In Quashie v Stringfellows Restaurants Ltd the EAT concluded that a lap dancer could bring an unfair dismissal claim because she was an employee. 

The claimant had worked at a lap dancing club for about 18 months.  Although both the club owners and the claimant herself regarded the dancers as self-employed, there was a contractual rota for dancers and they were obliged to attend a weekly meeting, notify the club owners about holidays and had to re-audition if they did not dance for a period of four weeks.  The dancers were paid by a system of vouchers bought by customers from the club and passed on in cash to the dancers, subject to commission for the club, some other deductions and any fines, such as for lateness. 

The claimant was dismissed following allegations of drug taking.  Her unfair dismissal claim was rejected by the tribunal because there was insufficient "mutuality of obligation" for her to be considered an employee.  This decision was reversed by the EAT, who found she was an employee, on each night she performed and also in the intervening times, when she was on the rota or on holiday, under an "umbrella" contract.  She therefore had sufficient continuity of service to bring an unfair dismissal claim.

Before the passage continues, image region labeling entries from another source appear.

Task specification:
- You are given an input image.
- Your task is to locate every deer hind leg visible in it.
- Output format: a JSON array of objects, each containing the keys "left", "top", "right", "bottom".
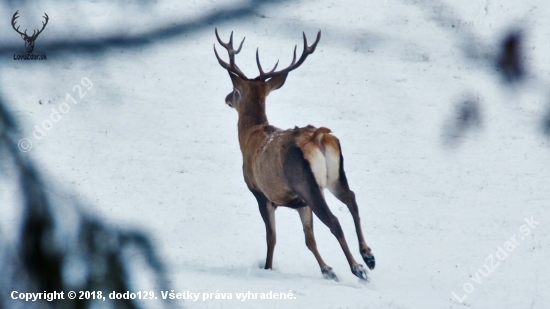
[
  {"left": 298, "top": 206, "right": 338, "bottom": 281},
  {"left": 252, "top": 191, "right": 277, "bottom": 269},
  {"left": 325, "top": 137, "right": 375, "bottom": 269},
  {"left": 284, "top": 146, "right": 369, "bottom": 280}
]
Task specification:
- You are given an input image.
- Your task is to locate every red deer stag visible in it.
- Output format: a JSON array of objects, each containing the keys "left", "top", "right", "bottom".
[{"left": 214, "top": 29, "right": 375, "bottom": 281}]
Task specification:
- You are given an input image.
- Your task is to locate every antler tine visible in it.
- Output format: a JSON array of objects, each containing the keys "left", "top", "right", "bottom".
[
  {"left": 256, "top": 48, "right": 279, "bottom": 78},
  {"left": 214, "top": 28, "right": 248, "bottom": 79},
  {"left": 256, "top": 30, "right": 321, "bottom": 81},
  {"left": 32, "top": 12, "right": 50, "bottom": 37}
]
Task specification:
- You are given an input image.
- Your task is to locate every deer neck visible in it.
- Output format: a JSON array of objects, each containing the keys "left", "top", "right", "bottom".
[{"left": 238, "top": 98, "right": 269, "bottom": 148}]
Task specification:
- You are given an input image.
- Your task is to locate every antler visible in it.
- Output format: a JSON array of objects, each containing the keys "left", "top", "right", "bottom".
[
  {"left": 32, "top": 12, "right": 50, "bottom": 38},
  {"left": 11, "top": 10, "right": 27, "bottom": 36},
  {"left": 256, "top": 30, "right": 321, "bottom": 81},
  {"left": 214, "top": 28, "right": 248, "bottom": 79}
]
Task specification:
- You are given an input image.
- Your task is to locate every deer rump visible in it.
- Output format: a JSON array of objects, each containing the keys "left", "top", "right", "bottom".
[{"left": 247, "top": 125, "right": 343, "bottom": 208}]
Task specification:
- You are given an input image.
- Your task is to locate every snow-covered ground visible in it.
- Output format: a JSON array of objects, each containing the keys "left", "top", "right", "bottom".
[{"left": 0, "top": 0, "right": 550, "bottom": 309}]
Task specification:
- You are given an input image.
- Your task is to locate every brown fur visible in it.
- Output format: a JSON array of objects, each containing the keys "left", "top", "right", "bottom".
[{"left": 218, "top": 30, "right": 374, "bottom": 280}]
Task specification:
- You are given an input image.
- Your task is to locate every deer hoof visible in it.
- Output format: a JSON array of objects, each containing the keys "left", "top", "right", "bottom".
[
  {"left": 363, "top": 254, "right": 376, "bottom": 270},
  {"left": 351, "top": 264, "right": 370, "bottom": 281},
  {"left": 321, "top": 266, "right": 338, "bottom": 282}
]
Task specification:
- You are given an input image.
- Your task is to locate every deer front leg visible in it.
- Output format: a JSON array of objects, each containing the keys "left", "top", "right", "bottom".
[
  {"left": 252, "top": 191, "right": 277, "bottom": 269},
  {"left": 298, "top": 206, "right": 338, "bottom": 281}
]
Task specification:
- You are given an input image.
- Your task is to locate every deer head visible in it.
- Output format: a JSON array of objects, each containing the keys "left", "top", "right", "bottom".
[
  {"left": 11, "top": 11, "right": 49, "bottom": 54},
  {"left": 214, "top": 29, "right": 321, "bottom": 114},
  {"left": 214, "top": 29, "right": 375, "bottom": 280}
]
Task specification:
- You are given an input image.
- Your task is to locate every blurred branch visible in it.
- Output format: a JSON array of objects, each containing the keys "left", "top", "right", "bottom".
[{"left": 0, "top": 90, "right": 175, "bottom": 309}]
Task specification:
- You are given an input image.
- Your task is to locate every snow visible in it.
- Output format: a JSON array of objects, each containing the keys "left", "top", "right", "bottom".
[{"left": 0, "top": 0, "right": 550, "bottom": 309}]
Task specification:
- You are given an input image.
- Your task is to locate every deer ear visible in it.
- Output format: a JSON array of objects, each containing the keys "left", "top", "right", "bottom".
[
  {"left": 227, "top": 71, "right": 246, "bottom": 91},
  {"left": 265, "top": 74, "right": 288, "bottom": 95}
]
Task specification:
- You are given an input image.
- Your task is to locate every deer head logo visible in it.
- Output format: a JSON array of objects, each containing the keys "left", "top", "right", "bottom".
[{"left": 11, "top": 11, "right": 49, "bottom": 54}]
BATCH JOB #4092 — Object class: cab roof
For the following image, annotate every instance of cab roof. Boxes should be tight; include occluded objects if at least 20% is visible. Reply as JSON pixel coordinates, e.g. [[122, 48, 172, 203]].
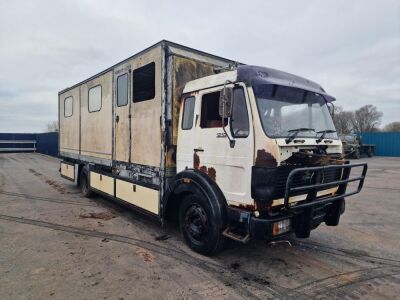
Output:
[[183, 65, 335, 102]]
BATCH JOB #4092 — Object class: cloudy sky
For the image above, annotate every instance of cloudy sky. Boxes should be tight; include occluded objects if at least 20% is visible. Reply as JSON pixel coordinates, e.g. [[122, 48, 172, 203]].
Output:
[[0, 0, 400, 132]]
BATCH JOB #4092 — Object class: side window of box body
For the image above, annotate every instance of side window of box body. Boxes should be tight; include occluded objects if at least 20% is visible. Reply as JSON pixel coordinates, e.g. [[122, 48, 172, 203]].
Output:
[[117, 73, 128, 106], [64, 96, 74, 118], [182, 96, 195, 130], [132, 62, 156, 103], [88, 85, 102, 113]]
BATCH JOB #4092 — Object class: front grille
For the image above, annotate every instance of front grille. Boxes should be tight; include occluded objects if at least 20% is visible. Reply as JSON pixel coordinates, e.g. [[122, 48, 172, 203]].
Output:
[[273, 166, 342, 199]]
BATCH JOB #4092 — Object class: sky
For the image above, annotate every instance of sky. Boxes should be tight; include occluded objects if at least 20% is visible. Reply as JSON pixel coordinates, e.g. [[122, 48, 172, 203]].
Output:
[[0, 0, 400, 132]]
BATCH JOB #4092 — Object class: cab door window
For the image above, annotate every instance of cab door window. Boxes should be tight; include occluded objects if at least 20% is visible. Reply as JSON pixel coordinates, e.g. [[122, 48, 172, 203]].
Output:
[[231, 87, 249, 138], [200, 92, 228, 128]]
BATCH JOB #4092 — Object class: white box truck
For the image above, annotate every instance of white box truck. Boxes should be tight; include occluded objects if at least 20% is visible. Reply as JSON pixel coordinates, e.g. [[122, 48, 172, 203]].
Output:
[[58, 41, 367, 255]]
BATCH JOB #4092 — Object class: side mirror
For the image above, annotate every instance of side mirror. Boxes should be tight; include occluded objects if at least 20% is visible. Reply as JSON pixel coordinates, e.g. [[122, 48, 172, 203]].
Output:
[[327, 102, 335, 118], [219, 86, 233, 119]]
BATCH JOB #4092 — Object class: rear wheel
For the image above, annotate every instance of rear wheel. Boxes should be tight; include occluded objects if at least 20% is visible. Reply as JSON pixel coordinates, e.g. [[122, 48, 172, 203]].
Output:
[[179, 195, 224, 255], [80, 171, 94, 198]]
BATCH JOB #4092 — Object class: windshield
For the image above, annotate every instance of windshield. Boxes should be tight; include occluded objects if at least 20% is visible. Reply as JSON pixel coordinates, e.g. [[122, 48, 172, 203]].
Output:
[[253, 84, 338, 139]]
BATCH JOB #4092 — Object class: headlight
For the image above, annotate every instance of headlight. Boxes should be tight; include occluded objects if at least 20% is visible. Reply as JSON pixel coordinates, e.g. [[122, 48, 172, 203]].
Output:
[[272, 219, 291, 235]]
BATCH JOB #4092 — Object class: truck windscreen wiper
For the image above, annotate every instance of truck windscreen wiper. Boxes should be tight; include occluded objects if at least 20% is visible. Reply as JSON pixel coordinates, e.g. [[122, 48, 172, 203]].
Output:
[[317, 129, 336, 144], [285, 127, 315, 144]]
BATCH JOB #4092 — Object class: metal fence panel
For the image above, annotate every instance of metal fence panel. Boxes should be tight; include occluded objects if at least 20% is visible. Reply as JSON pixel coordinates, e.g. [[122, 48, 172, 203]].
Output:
[[0, 132, 58, 156]]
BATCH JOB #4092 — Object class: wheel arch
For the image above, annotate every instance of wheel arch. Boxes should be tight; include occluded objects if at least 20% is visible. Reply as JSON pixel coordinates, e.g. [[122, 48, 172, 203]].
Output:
[[162, 169, 227, 228]]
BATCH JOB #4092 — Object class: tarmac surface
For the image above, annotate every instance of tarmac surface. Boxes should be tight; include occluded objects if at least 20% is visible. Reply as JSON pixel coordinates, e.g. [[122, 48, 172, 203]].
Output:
[[0, 153, 400, 299]]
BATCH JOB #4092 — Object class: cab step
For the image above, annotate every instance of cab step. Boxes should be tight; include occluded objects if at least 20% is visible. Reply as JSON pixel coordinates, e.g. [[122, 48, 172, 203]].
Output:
[[222, 227, 250, 244]]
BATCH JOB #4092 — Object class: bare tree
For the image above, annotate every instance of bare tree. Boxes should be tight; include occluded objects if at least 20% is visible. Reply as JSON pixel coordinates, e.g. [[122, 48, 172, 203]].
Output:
[[383, 122, 400, 132], [333, 106, 353, 134], [351, 104, 382, 132], [45, 121, 58, 132]]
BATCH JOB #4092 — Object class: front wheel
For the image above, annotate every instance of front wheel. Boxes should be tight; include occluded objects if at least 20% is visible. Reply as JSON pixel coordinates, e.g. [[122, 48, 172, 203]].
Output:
[[179, 195, 224, 255]]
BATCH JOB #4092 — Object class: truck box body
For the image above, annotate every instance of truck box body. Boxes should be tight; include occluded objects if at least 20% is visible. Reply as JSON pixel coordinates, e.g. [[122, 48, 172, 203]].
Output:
[[58, 41, 367, 254], [58, 41, 235, 213]]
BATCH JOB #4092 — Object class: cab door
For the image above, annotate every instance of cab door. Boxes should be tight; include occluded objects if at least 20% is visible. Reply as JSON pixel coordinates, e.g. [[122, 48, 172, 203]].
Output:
[[177, 84, 254, 205], [114, 67, 131, 163]]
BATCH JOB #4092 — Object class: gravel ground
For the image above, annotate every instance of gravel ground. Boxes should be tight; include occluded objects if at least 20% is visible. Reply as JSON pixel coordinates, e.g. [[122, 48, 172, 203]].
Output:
[[0, 153, 400, 299]]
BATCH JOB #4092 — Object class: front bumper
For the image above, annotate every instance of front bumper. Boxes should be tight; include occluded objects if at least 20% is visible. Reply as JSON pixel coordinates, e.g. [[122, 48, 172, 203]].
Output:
[[228, 163, 367, 240]]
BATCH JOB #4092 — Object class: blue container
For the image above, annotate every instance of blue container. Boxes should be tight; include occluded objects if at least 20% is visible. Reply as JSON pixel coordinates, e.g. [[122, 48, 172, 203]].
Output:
[[361, 132, 400, 156]]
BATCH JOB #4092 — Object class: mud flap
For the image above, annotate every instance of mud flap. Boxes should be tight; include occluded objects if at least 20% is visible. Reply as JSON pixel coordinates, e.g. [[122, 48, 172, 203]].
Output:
[[325, 199, 344, 226], [295, 206, 313, 238]]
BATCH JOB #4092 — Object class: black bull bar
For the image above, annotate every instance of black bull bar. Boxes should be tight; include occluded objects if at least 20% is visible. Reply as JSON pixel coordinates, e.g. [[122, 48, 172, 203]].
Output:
[[284, 163, 368, 211]]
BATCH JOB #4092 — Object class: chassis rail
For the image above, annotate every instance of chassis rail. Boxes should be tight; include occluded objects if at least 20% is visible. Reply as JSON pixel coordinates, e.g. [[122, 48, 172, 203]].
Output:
[[284, 163, 368, 211]]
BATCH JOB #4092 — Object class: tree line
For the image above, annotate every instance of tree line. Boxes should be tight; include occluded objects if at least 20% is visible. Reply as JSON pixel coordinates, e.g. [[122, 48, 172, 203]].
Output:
[[333, 104, 400, 133]]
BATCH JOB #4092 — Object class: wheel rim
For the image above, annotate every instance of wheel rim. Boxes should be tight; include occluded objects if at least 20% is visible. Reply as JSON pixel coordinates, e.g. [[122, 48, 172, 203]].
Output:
[[184, 204, 208, 243]]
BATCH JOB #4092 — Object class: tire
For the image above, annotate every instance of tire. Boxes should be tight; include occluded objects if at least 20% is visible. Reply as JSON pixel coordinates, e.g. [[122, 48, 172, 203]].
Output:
[[80, 170, 94, 198], [179, 195, 224, 256], [354, 149, 361, 159]]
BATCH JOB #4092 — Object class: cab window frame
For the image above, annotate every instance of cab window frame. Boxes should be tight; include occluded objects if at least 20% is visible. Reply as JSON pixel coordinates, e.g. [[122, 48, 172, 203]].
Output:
[[181, 96, 196, 130], [229, 85, 250, 139]]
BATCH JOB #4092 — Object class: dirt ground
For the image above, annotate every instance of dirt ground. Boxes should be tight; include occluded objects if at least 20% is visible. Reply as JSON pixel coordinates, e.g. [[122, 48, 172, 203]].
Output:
[[0, 153, 400, 299]]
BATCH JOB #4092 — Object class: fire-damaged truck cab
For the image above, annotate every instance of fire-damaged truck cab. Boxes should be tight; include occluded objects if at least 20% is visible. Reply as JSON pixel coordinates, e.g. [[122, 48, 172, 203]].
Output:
[[58, 41, 367, 255], [173, 66, 367, 251]]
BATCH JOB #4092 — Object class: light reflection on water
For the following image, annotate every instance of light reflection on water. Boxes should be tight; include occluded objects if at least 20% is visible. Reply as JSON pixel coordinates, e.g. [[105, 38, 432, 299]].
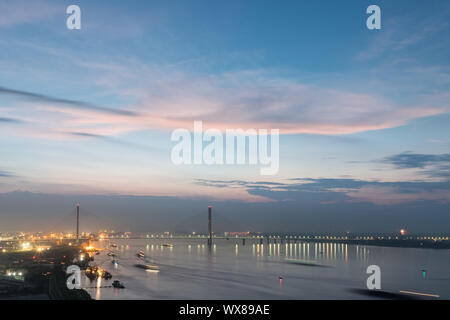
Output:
[[84, 239, 450, 299]]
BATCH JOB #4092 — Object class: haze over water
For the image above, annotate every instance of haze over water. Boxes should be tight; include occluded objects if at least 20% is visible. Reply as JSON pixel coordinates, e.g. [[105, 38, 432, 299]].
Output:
[[84, 239, 450, 300]]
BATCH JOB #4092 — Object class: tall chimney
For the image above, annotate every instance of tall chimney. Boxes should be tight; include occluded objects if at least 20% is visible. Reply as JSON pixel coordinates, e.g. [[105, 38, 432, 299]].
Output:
[[77, 203, 80, 240], [208, 206, 212, 246]]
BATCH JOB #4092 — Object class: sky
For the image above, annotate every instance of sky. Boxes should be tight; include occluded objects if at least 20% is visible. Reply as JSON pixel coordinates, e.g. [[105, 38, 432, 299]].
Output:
[[0, 0, 450, 232]]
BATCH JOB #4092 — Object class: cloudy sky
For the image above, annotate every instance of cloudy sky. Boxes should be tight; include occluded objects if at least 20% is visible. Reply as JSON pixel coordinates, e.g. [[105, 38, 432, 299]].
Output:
[[0, 0, 450, 232]]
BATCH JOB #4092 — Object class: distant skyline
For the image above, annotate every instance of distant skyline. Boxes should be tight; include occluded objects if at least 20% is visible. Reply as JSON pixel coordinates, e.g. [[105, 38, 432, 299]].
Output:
[[0, 0, 450, 232]]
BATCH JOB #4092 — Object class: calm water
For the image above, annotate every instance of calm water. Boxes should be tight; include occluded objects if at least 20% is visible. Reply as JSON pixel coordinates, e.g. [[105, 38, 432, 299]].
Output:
[[83, 239, 450, 299]]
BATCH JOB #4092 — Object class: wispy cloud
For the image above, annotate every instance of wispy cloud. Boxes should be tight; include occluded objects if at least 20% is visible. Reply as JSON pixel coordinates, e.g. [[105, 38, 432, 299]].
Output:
[[383, 152, 450, 169], [0, 87, 136, 116], [0, 170, 15, 178], [0, 117, 21, 123], [199, 178, 450, 205]]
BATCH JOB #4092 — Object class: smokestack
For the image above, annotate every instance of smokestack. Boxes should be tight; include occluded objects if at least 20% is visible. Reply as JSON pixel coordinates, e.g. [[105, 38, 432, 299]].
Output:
[[208, 206, 212, 246], [77, 203, 80, 240]]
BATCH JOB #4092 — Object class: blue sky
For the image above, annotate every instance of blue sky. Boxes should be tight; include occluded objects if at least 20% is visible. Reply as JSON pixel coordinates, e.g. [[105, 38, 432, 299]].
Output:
[[0, 0, 450, 230]]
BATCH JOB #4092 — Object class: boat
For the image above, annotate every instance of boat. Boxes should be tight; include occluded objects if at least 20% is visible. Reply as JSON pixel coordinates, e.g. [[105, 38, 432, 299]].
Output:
[[112, 280, 125, 289], [134, 264, 159, 272], [136, 251, 145, 258]]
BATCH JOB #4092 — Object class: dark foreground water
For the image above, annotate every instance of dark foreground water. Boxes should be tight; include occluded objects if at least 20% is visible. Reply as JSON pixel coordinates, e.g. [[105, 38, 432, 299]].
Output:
[[83, 239, 450, 299]]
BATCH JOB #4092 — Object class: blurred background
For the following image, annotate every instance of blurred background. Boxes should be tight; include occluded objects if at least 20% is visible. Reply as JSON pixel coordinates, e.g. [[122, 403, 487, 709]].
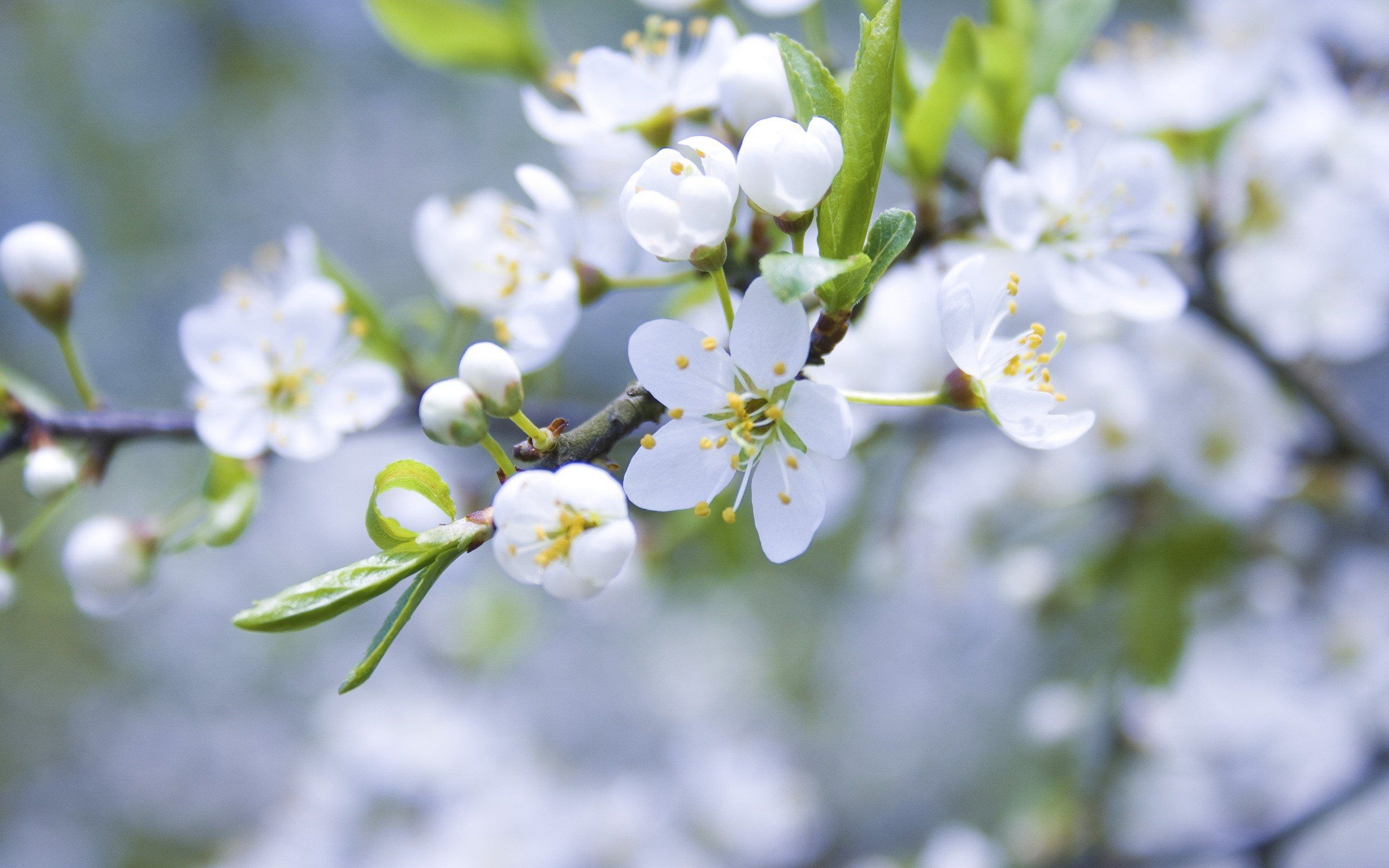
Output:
[[0, 0, 1389, 868]]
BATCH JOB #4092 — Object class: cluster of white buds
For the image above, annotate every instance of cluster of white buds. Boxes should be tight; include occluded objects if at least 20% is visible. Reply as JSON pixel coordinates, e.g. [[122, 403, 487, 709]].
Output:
[[0, 222, 82, 329], [24, 443, 78, 500]]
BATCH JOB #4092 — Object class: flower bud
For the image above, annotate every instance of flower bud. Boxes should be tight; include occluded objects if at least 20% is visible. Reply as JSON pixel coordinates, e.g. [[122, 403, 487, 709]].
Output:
[[24, 444, 78, 500], [419, 379, 488, 446], [0, 222, 82, 329], [718, 33, 796, 132], [618, 136, 737, 263], [458, 343, 525, 418], [62, 515, 154, 617], [737, 118, 844, 219]]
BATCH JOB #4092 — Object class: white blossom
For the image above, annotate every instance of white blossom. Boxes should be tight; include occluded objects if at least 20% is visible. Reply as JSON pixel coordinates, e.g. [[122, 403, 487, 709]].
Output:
[[458, 343, 525, 417], [737, 117, 844, 219], [24, 444, 78, 499], [980, 97, 1192, 321], [521, 17, 737, 146], [62, 515, 154, 617], [623, 278, 853, 563], [179, 230, 402, 461], [940, 256, 1094, 449], [718, 33, 796, 132], [0, 222, 82, 325], [618, 136, 737, 261], [492, 464, 636, 598], [419, 378, 488, 446], [414, 165, 581, 371]]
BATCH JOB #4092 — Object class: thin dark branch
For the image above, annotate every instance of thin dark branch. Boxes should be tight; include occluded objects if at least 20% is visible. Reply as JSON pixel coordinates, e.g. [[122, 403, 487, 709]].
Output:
[[1192, 221, 1389, 490]]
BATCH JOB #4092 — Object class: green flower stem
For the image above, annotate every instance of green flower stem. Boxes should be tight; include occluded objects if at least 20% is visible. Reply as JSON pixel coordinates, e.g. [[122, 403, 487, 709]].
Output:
[[503, 410, 554, 450], [607, 271, 700, 289], [839, 389, 950, 407], [482, 435, 517, 476], [53, 323, 101, 410], [710, 265, 734, 328]]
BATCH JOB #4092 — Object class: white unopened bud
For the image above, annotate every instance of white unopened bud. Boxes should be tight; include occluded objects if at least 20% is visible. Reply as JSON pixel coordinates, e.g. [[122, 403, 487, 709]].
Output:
[[618, 136, 737, 263], [0, 222, 82, 328], [718, 33, 796, 132], [24, 444, 78, 500], [458, 343, 525, 418], [737, 118, 844, 219], [62, 515, 154, 617], [419, 379, 488, 446]]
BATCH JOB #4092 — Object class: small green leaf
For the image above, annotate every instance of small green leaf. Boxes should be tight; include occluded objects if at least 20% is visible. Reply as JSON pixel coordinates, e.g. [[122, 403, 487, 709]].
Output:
[[318, 247, 410, 371], [864, 208, 917, 295], [772, 33, 844, 128], [367, 458, 458, 548], [337, 551, 461, 694], [1032, 0, 1118, 93], [819, 0, 901, 260], [903, 15, 979, 181], [367, 0, 546, 80], [760, 253, 866, 302], [192, 454, 260, 548]]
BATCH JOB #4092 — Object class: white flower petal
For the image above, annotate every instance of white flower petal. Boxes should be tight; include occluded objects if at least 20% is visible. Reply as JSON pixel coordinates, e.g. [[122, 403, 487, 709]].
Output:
[[785, 379, 854, 458], [622, 417, 737, 513], [728, 278, 810, 389], [751, 444, 825, 564], [627, 320, 736, 415]]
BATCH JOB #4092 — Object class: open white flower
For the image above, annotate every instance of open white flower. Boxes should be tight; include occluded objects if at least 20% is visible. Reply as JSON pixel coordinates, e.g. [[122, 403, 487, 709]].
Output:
[[718, 33, 796, 132], [940, 256, 1094, 449], [62, 515, 154, 617], [980, 97, 1192, 321], [737, 118, 844, 219], [618, 136, 737, 263], [414, 165, 579, 371], [179, 233, 402, 461], [623, 278, 853, 564], [521, 15, 737, 146], [492, 464, 636, 598]]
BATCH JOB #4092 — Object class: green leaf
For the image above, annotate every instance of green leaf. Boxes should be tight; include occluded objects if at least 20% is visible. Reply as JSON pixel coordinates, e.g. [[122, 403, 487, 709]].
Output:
[[864, 208, 917, 289], [318, 247, 410, 371], [337, 551, 461, 694], [1032, 0, 1118, 93], [367, 458, 458, 548], [189, 454, 260, 548], [819, 0, 901, 260], [772, 33, 844, 128], [367, 0, 546, 80], [903, 15, 979, 181], [760, 253, 866, 302]]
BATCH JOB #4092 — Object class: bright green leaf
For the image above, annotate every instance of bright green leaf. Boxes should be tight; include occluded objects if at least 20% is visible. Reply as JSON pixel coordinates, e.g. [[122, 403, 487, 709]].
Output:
[[367, 458, 458, 548], [903, 15, 979, 181], [864, 208, 917, 293], [772, 33, 844, 128], [760, 253, 866, 302], [337, 551, 461, 694], [365, 0, 546, 80], [1032, 0, 1118, 93], [819, 0, 901, 260]]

Although the decision was one made very much on its somewhat unusual facts, the EAT decided that the decisive factor was the club's right to control the dancer's activities while she was at work.  She had to perform at their direction; the fact that her pay came indirectly through vouchers from customers was immaterial.  The EAT regarded the issue of control as critical, relegating the mutuality of obligation test to second place, although in any event, this was satisfied by the claimant's duty to turn up in accordance with her contractual commitment to the rota and the club's reciprocal duty to give her the opportunity to earn money.

In deciding that as well as the claimant being an employee on each night she performed, there was also an overarching or umbrella contract, the EAT looked at the 80 weeks of the relationship as a whole.  Obligations such as the regular weekly meetings, the rule that extended holiday could not be taken and the re-auditioning requirement, all led to the conclusion that the claimant had employment status throughout.